10. The Insurance Company has also relied upon the Death Summary Ex.R-6, for proving that the deceased was suffering from pre-existing diseases at the time of obtaining the insurance policy. There is no column in this Death Summary as to the history of previous illness. There is one column of final diagnosis and it is in that column that it is recorded that he had old CVA and had hypertension for the last 5 years and had pulmonary arrest in the year 2008. The Insurance Company neither examined the doctor, who prepared that Death Summary nor proved on record the original treatment file of the deceased on the basis of which that Death Summary was prepared. In the absence of that evidence, it is not possible for us to record a finding that the insured had knowledge of the fact that he was suffering from such like diseases at the time he filled up the proposal form. We do not find any illegality or infirmity in the findings recorded by the District Forum and the same is hereby upheld.
11. There is no merit in the appeal and the same is dismissed accordingly.

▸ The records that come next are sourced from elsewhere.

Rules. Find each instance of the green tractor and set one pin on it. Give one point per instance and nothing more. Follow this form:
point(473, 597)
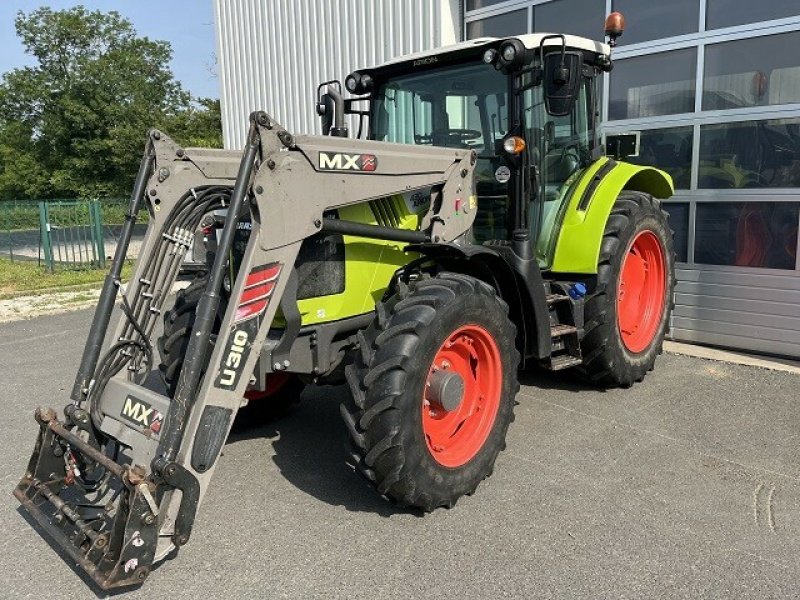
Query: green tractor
point(473, 227)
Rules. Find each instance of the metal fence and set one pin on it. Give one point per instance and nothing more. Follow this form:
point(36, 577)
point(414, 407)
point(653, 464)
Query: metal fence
point(60, 234)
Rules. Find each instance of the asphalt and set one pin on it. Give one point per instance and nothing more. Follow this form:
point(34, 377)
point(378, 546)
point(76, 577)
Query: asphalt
point(684, 486)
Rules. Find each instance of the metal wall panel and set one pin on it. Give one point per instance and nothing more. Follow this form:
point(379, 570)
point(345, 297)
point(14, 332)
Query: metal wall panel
point(738, 308)
point(272, 54)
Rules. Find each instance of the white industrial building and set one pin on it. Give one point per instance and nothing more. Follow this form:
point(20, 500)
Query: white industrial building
point(713, 86)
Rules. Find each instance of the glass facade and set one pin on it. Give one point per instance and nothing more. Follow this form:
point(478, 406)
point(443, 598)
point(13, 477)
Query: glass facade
point(649, 20)
point(712, 88)
point(653, 85)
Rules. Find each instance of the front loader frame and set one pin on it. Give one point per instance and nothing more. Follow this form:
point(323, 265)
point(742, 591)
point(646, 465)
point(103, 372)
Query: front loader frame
point(118, 483)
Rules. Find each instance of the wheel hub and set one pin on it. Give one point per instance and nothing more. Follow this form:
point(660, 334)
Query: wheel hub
point(445, 389)
point(641, 292)
point(462, 395)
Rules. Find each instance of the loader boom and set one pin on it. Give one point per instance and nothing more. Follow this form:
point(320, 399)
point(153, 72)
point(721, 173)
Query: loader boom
point(141, 446)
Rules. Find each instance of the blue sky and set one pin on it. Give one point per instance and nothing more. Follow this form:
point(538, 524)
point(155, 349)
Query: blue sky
point(187, 24)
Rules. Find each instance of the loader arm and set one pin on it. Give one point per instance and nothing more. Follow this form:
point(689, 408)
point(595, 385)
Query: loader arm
point(137, 462)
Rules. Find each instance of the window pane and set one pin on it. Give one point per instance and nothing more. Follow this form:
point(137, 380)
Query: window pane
point(476, 4)
point(513, 23)
point(649, 19)
point(575, 17)
point(757, 154)
point(669, 150)
point(652, 85)
point(679, 223)
point(747, 234)
point(753, 72)
point(725, 13)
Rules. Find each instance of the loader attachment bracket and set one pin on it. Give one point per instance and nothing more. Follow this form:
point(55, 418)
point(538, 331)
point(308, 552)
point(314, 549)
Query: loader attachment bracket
point(111, 531)
point(178, 477)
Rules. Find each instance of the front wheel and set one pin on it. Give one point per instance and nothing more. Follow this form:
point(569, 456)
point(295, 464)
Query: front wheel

First Appeal No.1433 of 2012. 9
12. The appellants/opposite parties Nos.1 and 2 deposited the sum of Rs.25,000/- at the time of filing of the appeal on 22.10.2012. They deposited another sum of Rs.50,000/- on 21.12.2012 in compliance of the order dated 6.12.2012. Both these sums along with interest which has accrued thereon, if any, shall be remitted by the registry to the respondent/complainant by way of a crossed cheque/demand draft after the expiry of 45 days under intimation to the District Forum and the appellants/opposite parties No.1 and 2.
13. The arguments in this case were heard on 7.5.2014 and the order was reserved. Now, the order be communicated to the parties.
14. The appeal could not be decided within the statutory period due to heavy pendency of court cases.
(JUSTICE GURDEV SINGH) PRESIDENT (VINOD KUMAR GUPTA) MEMBER (MRS. SURINDER PAL KAUR) MEMBER May 13, 2014.